This week focuses on Hadoop and AWS Elastic Map Reduce, plus how to install the same version of Hadoop on OS X with Homebrew
- Map-Reduce With Ruby Using Apache Hadoop - Good place to start kicking the tires, but start about halfway down the page w/ the Ruby related content.
- Log analytics with Hadoop and Hive -
- Hadoop Streaming for Rapid Prototyping of Distributed Algorithms - Oldy, but goody.
- Best Practices with STDIN in Ruby? - Use ARGF instead of STDIN because ARGF will handle both STDIN and named files.
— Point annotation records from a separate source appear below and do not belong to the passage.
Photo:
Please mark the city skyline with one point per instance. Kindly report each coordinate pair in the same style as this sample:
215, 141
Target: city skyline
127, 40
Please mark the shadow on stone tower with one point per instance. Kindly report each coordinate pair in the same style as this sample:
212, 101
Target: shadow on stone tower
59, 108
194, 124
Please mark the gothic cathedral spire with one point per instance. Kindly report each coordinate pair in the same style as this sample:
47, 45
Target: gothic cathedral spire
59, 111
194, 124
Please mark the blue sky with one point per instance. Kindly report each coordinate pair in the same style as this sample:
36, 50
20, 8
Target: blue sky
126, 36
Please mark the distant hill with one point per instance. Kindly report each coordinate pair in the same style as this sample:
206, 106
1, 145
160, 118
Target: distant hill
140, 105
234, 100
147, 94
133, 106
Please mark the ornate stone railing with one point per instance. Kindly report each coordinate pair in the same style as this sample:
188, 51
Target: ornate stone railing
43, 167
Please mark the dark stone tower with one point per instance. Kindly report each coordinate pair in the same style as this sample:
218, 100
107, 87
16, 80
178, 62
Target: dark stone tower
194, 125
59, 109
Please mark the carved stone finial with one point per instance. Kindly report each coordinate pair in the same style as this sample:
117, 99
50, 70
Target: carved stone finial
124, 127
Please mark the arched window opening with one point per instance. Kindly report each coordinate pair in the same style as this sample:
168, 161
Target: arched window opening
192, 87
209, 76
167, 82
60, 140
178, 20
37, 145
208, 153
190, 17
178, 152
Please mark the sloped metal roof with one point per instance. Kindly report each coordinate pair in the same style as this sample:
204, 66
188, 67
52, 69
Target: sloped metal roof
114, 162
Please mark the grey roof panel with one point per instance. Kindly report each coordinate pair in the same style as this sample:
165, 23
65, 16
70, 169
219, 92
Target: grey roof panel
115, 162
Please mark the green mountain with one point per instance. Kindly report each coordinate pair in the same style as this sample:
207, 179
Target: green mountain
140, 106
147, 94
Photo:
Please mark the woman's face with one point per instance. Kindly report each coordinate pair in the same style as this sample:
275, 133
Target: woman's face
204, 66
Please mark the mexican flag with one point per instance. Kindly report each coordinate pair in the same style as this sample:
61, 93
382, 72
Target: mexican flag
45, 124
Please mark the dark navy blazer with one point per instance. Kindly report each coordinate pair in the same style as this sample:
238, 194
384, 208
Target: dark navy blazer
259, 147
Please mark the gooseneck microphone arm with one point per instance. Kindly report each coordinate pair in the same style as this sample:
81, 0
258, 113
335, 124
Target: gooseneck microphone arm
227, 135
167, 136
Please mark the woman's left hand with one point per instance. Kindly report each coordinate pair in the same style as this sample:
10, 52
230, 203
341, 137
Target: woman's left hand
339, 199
Things I should remember by now
Sorting by a column in Unix AND specifying a tab as the column separator:
cat /tmp/file | sort -t"`echo '\t'`" -k2nUsing awk to sum a column of numbers - Again, with the tab separator.
awk -F"`echo '\t'`" '{ sum += $2 } END { print sum }'
Installing Hadoop on OS X and Homebrew
If you are using OS X and Homebrew, Hadoop can be installed with a simple:
brew install hadoop
However, if you want to use a version compatible with AWS, specifically 0.20.205.0, you need to hack the brew formula.
Before:
url 'http://www.apache.org/dyn/closer.cgi?path=hadoop/core/hadoop-1.0.1/hadoop-1.0.1.tar.gz'
md5 'e627d9b688c4de03cba8313bd0bba148'
After:
url 'http://www.apache.org/dyn/closer.cgi?path=hadoop/core/hadoop-0.20.205.0/hadoop-0.20.205.0.tar.gz'
md5 '8016D8A2A50CB2BEB17F2F45A1EA28DA'
Last I checked, this was the only way to do it w/o forking the project. Before running brew update you should remember to cd /usr/local/ && git stash. Afterwards, git stash pop to re-apply them.
Note: If your map or reduce methods catch exceptions, make sure they don't hide problems. You may end up with a successful run, but output is empty.